Desde las siete que el capitán Alvarez, fumando cigarrillo tras cigarrillo, estaba en su cuarto, ocupado en escribir a la luz de un mezquino quinqué.
En fino papel de seda escribía con gran cuidado largas cartas que firmaba con un complicado garabato y que iban dirigidas a otros tantos nombres simbólicos, sacados en su mayoría de la antigua historia romana.
Aquello olía a conspiración, y los párrafos numerados que formaban aquellas cartas, debían ser instrucciones dirigidas a los conjurados.
Así era, efectivamente. Alvarez, que era el secretario de la Junta Militar Revolucionaria, había recibido del general Prim, aquella misma tarde, una minuta encargándole sacase copias en la forma acostumbrada, y las remitiera, por tal sistema de comunicación que los conspiradores habían establecido, a todos los compañeros de provincias que estaban dispuestos a desenvainar su espada contra la reacción imperante.
Alvarez, cuando escribía, fumaba automáticamente, sin darse cuenta del prodigioso número de cigarros que consumía, y en torno de su persona formábase una espesa nube de humo, que empañaba la luz del quinqué y envolvía todos los objetos de la habitación en una vaguedad brumosa.

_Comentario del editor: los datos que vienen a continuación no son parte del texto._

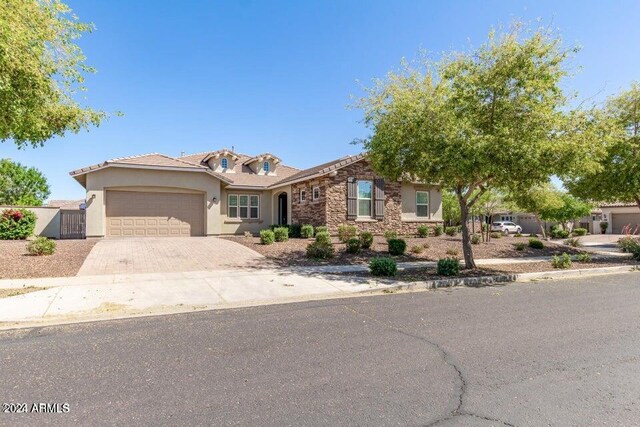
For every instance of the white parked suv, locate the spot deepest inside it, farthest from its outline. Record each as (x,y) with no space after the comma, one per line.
(506,227)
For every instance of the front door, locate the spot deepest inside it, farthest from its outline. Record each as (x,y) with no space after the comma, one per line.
(282,209)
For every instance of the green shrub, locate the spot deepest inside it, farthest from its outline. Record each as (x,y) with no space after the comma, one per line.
(627,243)
(323,237)
(281,234)
(583,257)
(267,237)
(423,231)
(321,228)
(16,224)
(306,232)
(390,235)
(346,232)
(417,249)
(354,245)
(41,246)
(320,250)
(579,231)
(535,243)
(366,239)
(295,231)
(562,261)
(448,267)
(451,231)
(397,246)
(574,242)
(383,266)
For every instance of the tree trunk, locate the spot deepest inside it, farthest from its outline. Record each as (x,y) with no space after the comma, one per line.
(466,237)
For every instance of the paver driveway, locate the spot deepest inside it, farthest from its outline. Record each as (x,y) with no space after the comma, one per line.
(153,255)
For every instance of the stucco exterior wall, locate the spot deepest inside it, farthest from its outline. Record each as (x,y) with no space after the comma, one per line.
(47,222)
(135,179)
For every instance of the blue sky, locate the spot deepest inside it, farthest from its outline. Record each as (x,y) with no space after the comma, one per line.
(274,76)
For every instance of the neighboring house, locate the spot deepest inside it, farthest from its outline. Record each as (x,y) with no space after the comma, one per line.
(223,192)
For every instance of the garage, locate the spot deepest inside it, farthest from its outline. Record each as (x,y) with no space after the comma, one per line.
(620,220)
(154,214)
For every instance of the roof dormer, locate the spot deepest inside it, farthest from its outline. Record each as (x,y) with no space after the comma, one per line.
(223,161)
(263,164)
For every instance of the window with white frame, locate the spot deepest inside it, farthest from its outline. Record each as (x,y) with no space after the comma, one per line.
(244,206)
(422,204)
(365,193)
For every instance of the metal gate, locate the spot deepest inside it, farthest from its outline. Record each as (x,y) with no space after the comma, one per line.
(72,224)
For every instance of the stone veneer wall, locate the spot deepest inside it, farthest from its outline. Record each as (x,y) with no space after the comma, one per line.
(331,208)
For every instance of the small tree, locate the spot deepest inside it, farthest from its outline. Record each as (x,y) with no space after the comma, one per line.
(20,185)
(493,118)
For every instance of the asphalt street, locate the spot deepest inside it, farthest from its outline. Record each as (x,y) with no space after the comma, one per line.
(563,353)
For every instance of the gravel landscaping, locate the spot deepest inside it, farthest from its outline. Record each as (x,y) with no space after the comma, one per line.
(16,263)
(293,252)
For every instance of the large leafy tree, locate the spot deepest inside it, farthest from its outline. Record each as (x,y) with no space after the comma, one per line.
(495,118)
(41,70)
(618,177)
(21,185)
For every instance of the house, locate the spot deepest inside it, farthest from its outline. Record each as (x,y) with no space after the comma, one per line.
(223,192)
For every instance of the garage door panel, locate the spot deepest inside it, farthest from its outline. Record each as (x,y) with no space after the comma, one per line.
(142,214)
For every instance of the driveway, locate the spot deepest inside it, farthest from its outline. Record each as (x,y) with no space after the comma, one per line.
(175,254)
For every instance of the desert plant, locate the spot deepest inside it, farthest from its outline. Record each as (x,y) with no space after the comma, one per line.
(574,242)
(562,261)
(321,228)
(354,245)
(423,231)
(417,249)
(16,224)
(323,237)
(603,227)
(306,231)
(383,266)
(346,232)
(281,234)
(267,237)
(366,239)
(41,246)
(320,250)
(397,246)
(580,231)
(583,257)
(535,243)
(448,267)
(390,235)
(451,231)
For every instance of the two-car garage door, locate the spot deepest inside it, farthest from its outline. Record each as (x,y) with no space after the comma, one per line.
(141,214)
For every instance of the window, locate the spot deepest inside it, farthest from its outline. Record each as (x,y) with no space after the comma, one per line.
(364,198)
(422,204)
(244,206)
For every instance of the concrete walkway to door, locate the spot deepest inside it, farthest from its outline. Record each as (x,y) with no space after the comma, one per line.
(168,254)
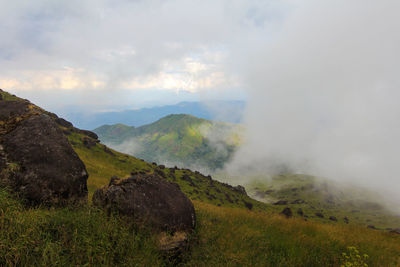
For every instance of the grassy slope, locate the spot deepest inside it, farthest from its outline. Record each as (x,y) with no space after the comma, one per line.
(181,139)
(225,236)
(324,197)
(102,165)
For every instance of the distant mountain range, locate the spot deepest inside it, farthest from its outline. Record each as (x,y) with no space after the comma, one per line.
(178,139)
(227,111)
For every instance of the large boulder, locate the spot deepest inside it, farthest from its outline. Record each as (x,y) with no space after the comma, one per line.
(149,200)
(36,158)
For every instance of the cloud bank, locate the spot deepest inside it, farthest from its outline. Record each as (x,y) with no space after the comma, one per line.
(323,94)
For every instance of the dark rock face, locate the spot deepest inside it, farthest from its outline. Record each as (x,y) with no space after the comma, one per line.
(287,212)
(333,218)
(150,200)
(38,161)
(297,201)
(300,212)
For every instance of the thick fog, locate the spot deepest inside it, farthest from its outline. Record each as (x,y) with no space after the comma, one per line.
(321,78)
(324,92)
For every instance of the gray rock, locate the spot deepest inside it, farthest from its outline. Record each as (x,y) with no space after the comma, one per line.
(148,200)
(46,170)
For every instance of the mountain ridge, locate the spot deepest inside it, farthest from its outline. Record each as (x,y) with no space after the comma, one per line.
(180,139)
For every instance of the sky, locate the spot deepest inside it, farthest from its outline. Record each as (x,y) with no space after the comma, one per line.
(321,78)
(127,54)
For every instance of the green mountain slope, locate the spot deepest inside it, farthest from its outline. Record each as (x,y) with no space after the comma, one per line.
(179,139)
(232,229)
(322,200)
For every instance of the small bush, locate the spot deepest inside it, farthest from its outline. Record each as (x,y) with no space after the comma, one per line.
(353,258)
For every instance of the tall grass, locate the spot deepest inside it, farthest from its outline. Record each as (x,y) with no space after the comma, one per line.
(70,237)
(237,237)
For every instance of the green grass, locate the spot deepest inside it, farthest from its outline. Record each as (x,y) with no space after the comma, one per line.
(70,237)
(101,166)
(236,237)
(320,195)
(224,236)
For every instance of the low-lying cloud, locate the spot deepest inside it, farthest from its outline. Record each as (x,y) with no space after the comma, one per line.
(323,94)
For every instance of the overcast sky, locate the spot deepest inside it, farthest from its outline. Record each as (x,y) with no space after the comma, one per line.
(321,77)
(101,50)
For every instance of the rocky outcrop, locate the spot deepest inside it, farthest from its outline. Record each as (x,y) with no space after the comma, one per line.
(149,200)
(287,212)
(36,159)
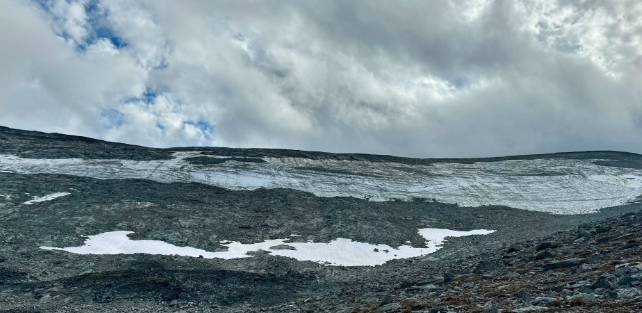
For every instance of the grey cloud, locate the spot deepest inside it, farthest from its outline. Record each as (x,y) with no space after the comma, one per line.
(412,78)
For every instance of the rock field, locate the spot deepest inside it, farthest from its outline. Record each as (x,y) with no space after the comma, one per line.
(535,260)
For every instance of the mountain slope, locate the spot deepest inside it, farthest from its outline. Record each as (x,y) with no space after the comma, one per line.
(56,190)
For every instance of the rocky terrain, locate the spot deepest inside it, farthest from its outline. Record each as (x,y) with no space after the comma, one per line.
(576,252)
(595,268)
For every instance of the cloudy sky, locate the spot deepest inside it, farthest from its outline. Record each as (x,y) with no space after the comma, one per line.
(412,78)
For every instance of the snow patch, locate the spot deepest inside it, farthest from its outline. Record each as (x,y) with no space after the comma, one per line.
(558,186)
(47,197)
(339,252)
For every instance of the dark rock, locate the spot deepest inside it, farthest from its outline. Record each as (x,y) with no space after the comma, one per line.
(626,280)
(583,234)
(487,266)
(564,264)
(546,254)
(523,295)
(547,245)
(631,245)
(601,282)
(515,248)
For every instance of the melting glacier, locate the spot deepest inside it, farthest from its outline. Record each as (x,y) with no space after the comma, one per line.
(339,252)
(561,186)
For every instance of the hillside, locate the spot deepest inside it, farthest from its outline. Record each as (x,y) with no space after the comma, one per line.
(93,226)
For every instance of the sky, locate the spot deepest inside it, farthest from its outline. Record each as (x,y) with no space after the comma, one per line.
(409,78)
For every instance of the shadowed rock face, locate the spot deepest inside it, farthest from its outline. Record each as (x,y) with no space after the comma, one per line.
(200,197)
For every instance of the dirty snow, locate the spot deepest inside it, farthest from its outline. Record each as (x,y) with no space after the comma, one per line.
(47,197)
(558,186)
(339,252)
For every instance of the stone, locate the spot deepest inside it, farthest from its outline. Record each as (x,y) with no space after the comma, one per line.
(546,254)
(564,264)
(601,282)
(487,266)
(523,295)
(547,245)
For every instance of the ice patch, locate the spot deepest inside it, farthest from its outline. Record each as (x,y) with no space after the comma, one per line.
(47,197)
(558,186)
(339,252)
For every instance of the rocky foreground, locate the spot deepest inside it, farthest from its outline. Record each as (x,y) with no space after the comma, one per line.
(595,268)
(579,251)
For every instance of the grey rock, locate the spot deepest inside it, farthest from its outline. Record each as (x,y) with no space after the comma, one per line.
(547,245)
(601,282)
(487,266)
(564,264)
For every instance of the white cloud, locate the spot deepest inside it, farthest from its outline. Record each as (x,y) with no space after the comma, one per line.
(414,78)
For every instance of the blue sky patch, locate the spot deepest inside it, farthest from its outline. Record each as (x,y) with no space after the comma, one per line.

Nada molestaba tanto al capitán como ejercer de amanuense, copiando un sinnúmero de veces las mismas palabras. Su imaginación se rebelaba contra aquella monótona y embrutecedora tarea, y como su memoria, a las pocas copias, retenía ya todo el contenido del original, podía entretenerse silbando y canturreando mientras la fina pluma corría diligente sobre el tenue papel.
Tenía ya escritas el capitán cerca de la mitad de las copias encargadas, cuando en la cerrada puerta del cuarto sonaron los discretos golpes.
Alvarez levantó la cabeza con cierta alarma, instintivamente puso su mano sobre los papeles, y gritó enérgicamente:
– ¿Quién va?
– Soy yo, mi capitán – contestó la voz algo bronca de Perico, su asistente – . Ahí fuera le buscan a usted.